An hour later, I was still riding through patches of thick mist. The sun was higher in the sky, but could not penetrate the mist. Here and there, the mist would clear and the sun would shine bright, but just as I felt the warmth through my jacket, the mist would once again close in. The novelty of the wet and cold was wearing off and I was starting to wonder if I was going to see the sun at all today.

When I reached Le Mans, I decided to get some gas and shop for some essential snacks. Not knowing if my next hosts were fruit eaters, I thought it would be wise to stock my own bananas. As I walked out of the supermarket, it looked as if the sun might finally be making its appearance. While I sat and absorbed the warmth, I tried to restart my navigation app. Without realising it, my iPhone had been switched to ‘offline’. I did not have the presence of mind to correct it and consequently my navigation app refused to work. Fuming at my dependance on technology, yet happy for the warmth of the sun, I decided to just head towards Tours for now. Maybe the phone would sort itself out.
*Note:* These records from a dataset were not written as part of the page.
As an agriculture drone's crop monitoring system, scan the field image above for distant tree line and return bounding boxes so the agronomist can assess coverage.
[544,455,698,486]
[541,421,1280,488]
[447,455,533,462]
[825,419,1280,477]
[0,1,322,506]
I wasn’t even 5 minutes out of Le Mans and I was again enveloped in heavy mist. At this point I was no longer sure if I was going in the right direction and even less sure that I would see the sun again. By the time I reached Tours, there was no point in getting off the bike to get warm. The chill wasn’t going to go away and, due to the grey skies, it was going to get dark early. On top of everything else today, I had left knowing that my rear running lights were not working, so I needed to arrive at my destination before dusk. In the middle of Tours, I stopped to eat a banana and look again at the map. I also looked at the iPhone settings one last time, and this time I saw the problem. Once the iPhone was back online, I started up the navigation..only to see that I was now going to arrive an hour later than anticipated. Apparently Tours was not exactly ‘en route’ to where I needed to be.

The next 90 minutes of riding was the ultimate test. I could feel I was starting to get tired, I was running low on willpower and still lower on time. Then, to make matters worse, the highway that would take me there the quickest was a toll road. 60 kilometers further, I had to pay 5 euros for a piece of highway on which I was rerouted 3 times due to repairs. According to the navigation, I still had 45 minutes to go. The only thing which now kept me going was the knowledge that, when I finally stepped off the motorcycle, I would walk into a warm welcoming home, where I could shed the cold and forget the long chilly ride. I imagined the waves of warmth coming over me as I stood under a hot shower.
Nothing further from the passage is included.